As you read through the life of Abraham and Sarah, you’ll find that once they left their home, they never settled down permanently. They lived their lives in tents. They lived in temporary housing because they were always seeking as our reading says, “a better country, that is, a heavenly one. Therefore God is not ashamed to be called their God, for he has prepared for them a city” (Hebrews 11:16). Abraham and Sarah, the others listed throughout Hebrews 11, they lived in anticipation of something which has been “prepared”, something which has been “promised” and is “better” (Hebrews 11:40).
And we do to, do we not? We’re not wanders like Abraham and Sarah and others of the Old Testament, but looking around at what we are experiencing as a world, what it is that we are experiencing individually … aren’t we looking for something better?

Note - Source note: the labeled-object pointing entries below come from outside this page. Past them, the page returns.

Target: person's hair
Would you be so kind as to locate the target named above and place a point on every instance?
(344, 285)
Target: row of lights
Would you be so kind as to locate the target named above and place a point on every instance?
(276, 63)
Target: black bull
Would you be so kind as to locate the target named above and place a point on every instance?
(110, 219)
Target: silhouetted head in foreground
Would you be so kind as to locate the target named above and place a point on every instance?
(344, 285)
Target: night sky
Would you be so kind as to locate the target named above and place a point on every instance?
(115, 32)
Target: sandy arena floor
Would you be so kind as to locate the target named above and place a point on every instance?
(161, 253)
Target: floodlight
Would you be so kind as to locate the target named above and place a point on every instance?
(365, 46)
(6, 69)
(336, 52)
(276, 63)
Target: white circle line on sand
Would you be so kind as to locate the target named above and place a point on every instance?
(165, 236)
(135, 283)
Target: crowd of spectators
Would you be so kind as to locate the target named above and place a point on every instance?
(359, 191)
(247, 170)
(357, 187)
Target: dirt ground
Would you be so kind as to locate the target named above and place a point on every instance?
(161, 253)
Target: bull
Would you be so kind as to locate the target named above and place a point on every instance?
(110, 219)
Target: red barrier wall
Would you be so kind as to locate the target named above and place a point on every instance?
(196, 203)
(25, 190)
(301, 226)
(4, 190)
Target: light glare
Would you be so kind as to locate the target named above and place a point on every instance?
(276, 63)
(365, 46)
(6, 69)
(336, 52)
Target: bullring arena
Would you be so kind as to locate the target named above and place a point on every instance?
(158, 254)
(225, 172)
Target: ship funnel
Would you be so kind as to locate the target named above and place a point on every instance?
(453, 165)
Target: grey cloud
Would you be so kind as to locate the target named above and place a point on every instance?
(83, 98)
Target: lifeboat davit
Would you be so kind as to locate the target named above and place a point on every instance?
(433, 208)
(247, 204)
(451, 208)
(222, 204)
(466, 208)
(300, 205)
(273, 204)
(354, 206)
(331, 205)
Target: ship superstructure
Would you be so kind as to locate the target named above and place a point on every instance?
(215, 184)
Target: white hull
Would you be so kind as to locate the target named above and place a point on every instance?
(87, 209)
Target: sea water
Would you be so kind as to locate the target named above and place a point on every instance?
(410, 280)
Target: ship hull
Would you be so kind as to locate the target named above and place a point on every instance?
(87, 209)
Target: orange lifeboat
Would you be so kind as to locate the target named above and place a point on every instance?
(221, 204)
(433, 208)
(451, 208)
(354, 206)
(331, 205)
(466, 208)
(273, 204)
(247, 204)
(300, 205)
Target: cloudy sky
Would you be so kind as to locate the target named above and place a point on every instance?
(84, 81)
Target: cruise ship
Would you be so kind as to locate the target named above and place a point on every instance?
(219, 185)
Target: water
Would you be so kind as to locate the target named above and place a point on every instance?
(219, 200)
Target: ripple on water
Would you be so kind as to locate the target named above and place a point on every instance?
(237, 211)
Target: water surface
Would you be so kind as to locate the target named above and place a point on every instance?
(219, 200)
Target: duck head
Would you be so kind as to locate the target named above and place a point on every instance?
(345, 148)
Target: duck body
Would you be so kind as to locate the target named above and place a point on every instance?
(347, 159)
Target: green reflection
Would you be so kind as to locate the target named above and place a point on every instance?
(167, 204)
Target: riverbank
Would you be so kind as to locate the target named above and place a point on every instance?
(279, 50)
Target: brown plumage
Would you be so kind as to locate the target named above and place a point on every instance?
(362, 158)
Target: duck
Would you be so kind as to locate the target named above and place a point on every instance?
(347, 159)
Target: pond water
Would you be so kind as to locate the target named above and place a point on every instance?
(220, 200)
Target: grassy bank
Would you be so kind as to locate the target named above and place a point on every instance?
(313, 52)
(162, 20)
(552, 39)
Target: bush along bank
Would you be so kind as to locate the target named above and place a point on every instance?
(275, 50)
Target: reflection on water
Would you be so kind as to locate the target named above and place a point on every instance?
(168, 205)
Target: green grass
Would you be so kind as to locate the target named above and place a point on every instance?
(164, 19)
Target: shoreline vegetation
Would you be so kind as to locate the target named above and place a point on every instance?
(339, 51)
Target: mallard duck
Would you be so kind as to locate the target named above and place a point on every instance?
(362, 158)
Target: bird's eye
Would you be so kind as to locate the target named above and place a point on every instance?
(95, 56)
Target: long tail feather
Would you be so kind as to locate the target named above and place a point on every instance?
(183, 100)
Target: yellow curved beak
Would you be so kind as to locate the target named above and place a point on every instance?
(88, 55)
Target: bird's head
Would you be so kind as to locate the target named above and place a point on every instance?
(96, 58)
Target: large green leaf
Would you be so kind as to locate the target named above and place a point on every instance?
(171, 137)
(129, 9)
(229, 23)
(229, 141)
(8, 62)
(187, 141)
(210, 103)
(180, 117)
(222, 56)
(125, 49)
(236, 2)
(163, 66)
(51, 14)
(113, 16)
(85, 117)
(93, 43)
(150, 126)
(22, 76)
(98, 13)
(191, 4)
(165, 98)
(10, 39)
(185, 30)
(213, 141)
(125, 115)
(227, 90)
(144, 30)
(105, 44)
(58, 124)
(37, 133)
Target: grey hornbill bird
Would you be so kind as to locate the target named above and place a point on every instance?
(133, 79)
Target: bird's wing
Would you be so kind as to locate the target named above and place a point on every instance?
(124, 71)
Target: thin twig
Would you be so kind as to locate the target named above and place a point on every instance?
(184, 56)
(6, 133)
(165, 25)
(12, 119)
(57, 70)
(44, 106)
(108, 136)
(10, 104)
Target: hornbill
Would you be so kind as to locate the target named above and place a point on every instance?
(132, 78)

You know, unlike those who were there to see and experience the work of Christ’s entire ministry, his excruciating death, his victorious resurrection from the dead and his glorious ascension into heaven, those events are “unseen” to us … but that doesn’t mean that we don’t believe they never happened. The future restoration of all things when Jesus comes back, that is currently “unseen” by us, but by faith we cling to that event. We cling to when Jesus will come back and all cancer, all diseases, all heartache, all the daily struggles of life and all sin will forever be gone. We cling to that unseen future event when we will get to physically stand before our Savior and with our own eyes look upon His face.
By faith we live in anticipation of that day. But we don’t anticipate it by just sitting back and dreaming of what it might be like. No, we should be living each and every day of our life trusting with obedient faithfulness. We should be living our lives in such a way which brings glory and honor to God alone. We should be living our lives, loving others, not so that we can say, “Hey God, look at what I’m doing!” but so that others can look to God and see what it is He is doing.
Sure, like Noah, Abraham and Sarah, we may wonder, “what in the world are you up to God?” And that’s okay. It’s okay to wonder. For we know that God’s ways are not our ways and His thoughts are not our thoughts. But in the midst of the wonder, in midst of the worry of what’s next … we continue to have faith in God knowing that He has a plan. We continue to live our lives for Him. In the midst of those wonders, those struggles where we just want to give up because we’re tired of battling … Jesus, this morning, says to you … “Come to me you who are weary and burdened, and I will give you rest” (Matthew 11:28). By faith, we come to God’s altar and we lay our burdens down at foot of the cross. We come to God’s altar and receive not just bread and wine, but the body and blood of our crucified Savior. We come to God’s altar and with nailed scarred hands of our risen Savior, Jesus lifts you up and says that no one, no thing can ever snatch you from my hand, for you are mine (John 10:28).
You and I … we have been given a precious gift of faith. It is far more than wishful thinking … it’s a trust in the Words and actions of a Savior and it’s a hope in the promise of an eternal city, an eternal life in the presence of our eternal Savior. Amen.
The peace of God, which surpasses all human understanding, guard your hearts and minds in Christ Jesus our Lord, now and forever. Amen.